Since the character encoded values of numerals are ordered in the same order as the numbers they represent, you can do string comparison on the last four digits:
#include <cstring>
#include <string>
// Requires: a.size() >= 2, b.size() >= 2
bool two_less(std::string const & a, std::string const & b)
{
return std::strcmp(a.data() + 2, b.data() + 2) < 0;
}
Now use sort with predicate:
#include <algorithm>
#include <vector>
std::vector<std::string> data { "7X1234", "YX1236" };
std::sort(data.begin(), data.end(), two_less);
In C++11, and in particular if you have no repeated use for this, you can also use a lambda directly in the sort call:
std::sort(data.begin(), data.end(),
[](std::string const & a, std::string const & b)
{ return std::strcmp(a.data() + 2, b.data() + 2) < 0; });
Then you can even make the number "2" a captured variable if you need to vary it.
Use qsort and provide a comparator function that indexes into the start of the string plus an offset of two, rather than directly from the beginning of the string.
For example your comparator function could look like this:
int compare (const void * a, const void * b)
{
char * a_cmp = ((char *)a)+2;
char * b_cmp = ((char *)b)+2;
return strcmp(a_cmp, b_cmp);
}
You can e.g make struct like this
struct combined{
string alph;
int numeral;
};
put these in a c++ standard container
and use the sort of algoritm with a user defined compare object.
You should create a class that encapsulates your string and which has an int and and string field. This class can overload the comparison operators.
class NumberedString
{
private:
int number;
string originalString;
public:
NumberedString(string original) { ... }
friend bool operator> (NumberedString &left, NumberedString &right);
friend bool operator<=(NumberedString &left, NumberedString &right);
friend bool operator< (NumberedString &left, NumberedString &right);
friend bool operator>=(NumberedString &left, NumberedString &right);
};
You can just define your comparator
bool mycomparator(const std::string& a, const std::string& b) {
return a.substr(2) < b.substr(2);
}
then you can sort your std::vector<std::string> passing mycomparator as third parameter.

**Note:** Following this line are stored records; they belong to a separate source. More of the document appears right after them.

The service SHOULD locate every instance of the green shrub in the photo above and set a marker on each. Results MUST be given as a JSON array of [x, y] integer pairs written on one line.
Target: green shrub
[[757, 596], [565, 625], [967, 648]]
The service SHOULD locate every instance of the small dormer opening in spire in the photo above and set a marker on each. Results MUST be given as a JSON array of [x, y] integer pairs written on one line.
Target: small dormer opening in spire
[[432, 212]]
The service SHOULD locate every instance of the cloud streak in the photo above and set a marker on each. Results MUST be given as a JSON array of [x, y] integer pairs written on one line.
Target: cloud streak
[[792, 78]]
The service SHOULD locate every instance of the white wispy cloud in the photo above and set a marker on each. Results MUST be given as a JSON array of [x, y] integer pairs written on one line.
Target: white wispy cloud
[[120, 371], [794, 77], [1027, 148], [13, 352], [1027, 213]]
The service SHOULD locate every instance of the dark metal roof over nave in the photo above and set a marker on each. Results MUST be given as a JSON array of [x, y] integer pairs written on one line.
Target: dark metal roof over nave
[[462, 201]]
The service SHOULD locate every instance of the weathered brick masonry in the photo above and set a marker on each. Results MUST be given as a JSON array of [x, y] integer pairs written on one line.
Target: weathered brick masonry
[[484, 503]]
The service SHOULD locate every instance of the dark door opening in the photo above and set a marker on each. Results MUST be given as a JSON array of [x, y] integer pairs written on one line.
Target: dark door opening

In C++11 this is also a case in which an anonymous lambda is a good fit...
#include <vector>
#include <algorithm>
#include <string>
#include <iostream>
int main(int argc, const char *argv[])
{
std::vector<std::string> data = {"7X1234", "XY1236", "NM1235", "BV1238"};
std::sort(data.begin(), data.end(),
[](const std::string& a, const std::string& b) {
return a.substr(2) < b.substr(2);
});
for (auto x : data) {
std::cout << x << std::endl;
}
return 0;
}
If you're 100% sure that the strings in the array are in XX9999 format you can use instead
return strncmp(a.data()+2, b.data()+2, 4) < 0;
that is more efficient because doesn't require any memory allocation to do the comparison.

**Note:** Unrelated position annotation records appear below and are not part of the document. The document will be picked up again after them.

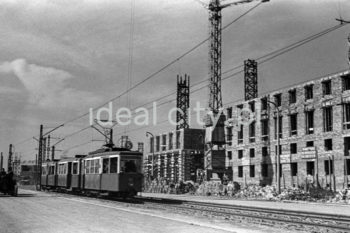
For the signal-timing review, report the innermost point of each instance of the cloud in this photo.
(47, 86)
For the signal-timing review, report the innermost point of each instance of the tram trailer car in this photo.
(49, 175)
(117, 172)
(114, 171)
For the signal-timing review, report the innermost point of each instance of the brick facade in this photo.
(177, 155)
(314, 118)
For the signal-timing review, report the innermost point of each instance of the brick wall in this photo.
(315, 104)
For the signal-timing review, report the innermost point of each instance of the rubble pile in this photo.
(233, 190)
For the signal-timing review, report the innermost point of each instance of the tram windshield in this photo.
(130, 165)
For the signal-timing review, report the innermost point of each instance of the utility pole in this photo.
(1, 161)
(40, 158)
(48, 148)
(40, 153)
(278, 156)
(9, 162)
(152, 150)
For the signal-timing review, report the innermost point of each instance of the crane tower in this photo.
(215, 136)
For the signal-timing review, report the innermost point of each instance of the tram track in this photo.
(288, 219)
(304, 221)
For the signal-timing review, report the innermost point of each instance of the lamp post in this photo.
(278, 147)
(152, 149)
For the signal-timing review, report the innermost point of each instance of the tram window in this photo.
(64, 168)
(92, 165)
(75, 168)
(87, 166)
(128, 166)
(105, 163)
(97, 166)
(51, 170)
(114, 165)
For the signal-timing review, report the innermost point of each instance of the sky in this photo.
(59, 58)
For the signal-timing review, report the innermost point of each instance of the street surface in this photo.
(39, 212)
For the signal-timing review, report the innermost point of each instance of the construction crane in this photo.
(214, 158)
(215, 7)
(342, 21)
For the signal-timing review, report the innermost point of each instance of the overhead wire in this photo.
(274, 53)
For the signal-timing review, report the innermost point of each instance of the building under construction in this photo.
(314, 131)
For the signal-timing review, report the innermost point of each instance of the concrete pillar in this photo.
(172, 164)
(180, 162)
(159, 166)
(165, 166)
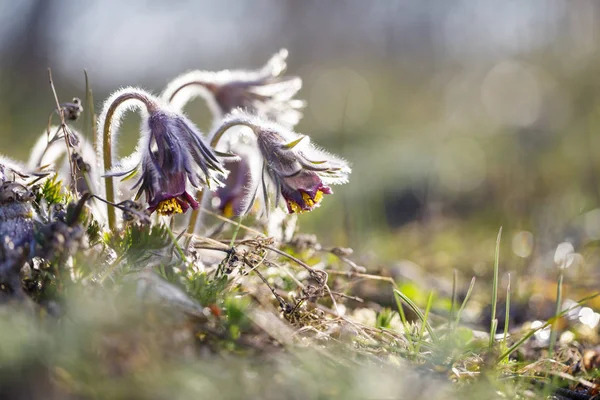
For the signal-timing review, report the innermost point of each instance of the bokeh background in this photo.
(458, 116)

Use a std::map<int, std::string>, using the int value as key and the respective string as value. You can then simply iterate over the map and retrieve the strings; they will already be in sorted order.

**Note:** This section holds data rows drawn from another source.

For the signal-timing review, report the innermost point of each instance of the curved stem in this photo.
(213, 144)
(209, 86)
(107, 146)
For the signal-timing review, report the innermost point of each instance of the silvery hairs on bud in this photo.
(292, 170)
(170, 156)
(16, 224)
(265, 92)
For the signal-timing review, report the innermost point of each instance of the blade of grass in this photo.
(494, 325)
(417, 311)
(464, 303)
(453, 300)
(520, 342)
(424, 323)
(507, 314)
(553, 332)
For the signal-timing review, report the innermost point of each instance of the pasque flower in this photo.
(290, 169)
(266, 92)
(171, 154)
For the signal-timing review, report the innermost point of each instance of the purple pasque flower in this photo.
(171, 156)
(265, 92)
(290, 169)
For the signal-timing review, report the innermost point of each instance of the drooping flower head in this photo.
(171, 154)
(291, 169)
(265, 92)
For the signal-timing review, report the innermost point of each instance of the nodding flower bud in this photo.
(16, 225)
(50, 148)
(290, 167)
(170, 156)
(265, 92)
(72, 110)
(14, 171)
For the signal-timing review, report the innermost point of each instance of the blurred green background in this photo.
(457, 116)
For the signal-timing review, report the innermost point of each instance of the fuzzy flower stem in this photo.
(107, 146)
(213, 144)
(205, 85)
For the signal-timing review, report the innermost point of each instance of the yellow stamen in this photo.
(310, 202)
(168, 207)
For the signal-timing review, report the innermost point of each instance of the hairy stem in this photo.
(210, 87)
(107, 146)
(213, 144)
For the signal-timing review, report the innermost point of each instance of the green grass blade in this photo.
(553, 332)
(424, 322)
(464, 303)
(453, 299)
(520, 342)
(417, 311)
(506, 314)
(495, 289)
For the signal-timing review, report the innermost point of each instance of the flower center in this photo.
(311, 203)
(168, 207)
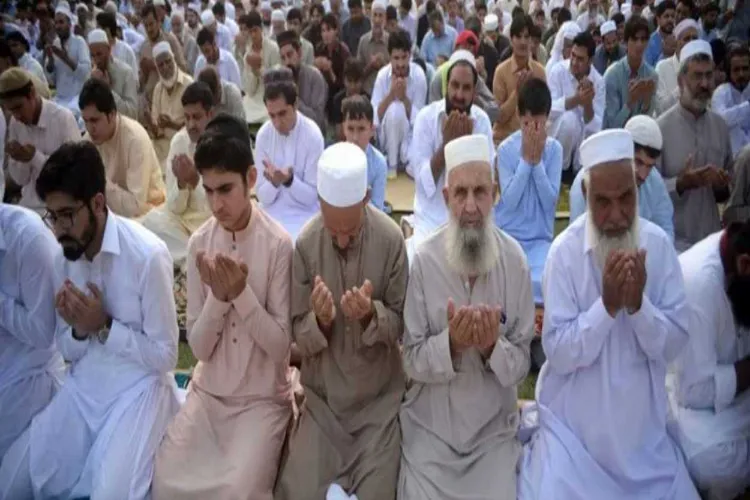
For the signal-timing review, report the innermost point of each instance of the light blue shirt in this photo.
(654, 203)
(617, 78)
(601, 393)
(377, 170)
(528, 199)
(433, 46)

How about something like this:
std::string str[] = { "7X1234", "XY1236", "NM1235" };
std::map<int, std::string> m;
for(s : str)
{
std::ostringstream ss(s.substr(2));
int num;
ss >> num;
m[num] = s;
}
for(i : m)
{
std::cout << i->second << " ";
}
std::cout << std::endl;
I just typed this in, so minor typos/bugs may be there, but principle should work.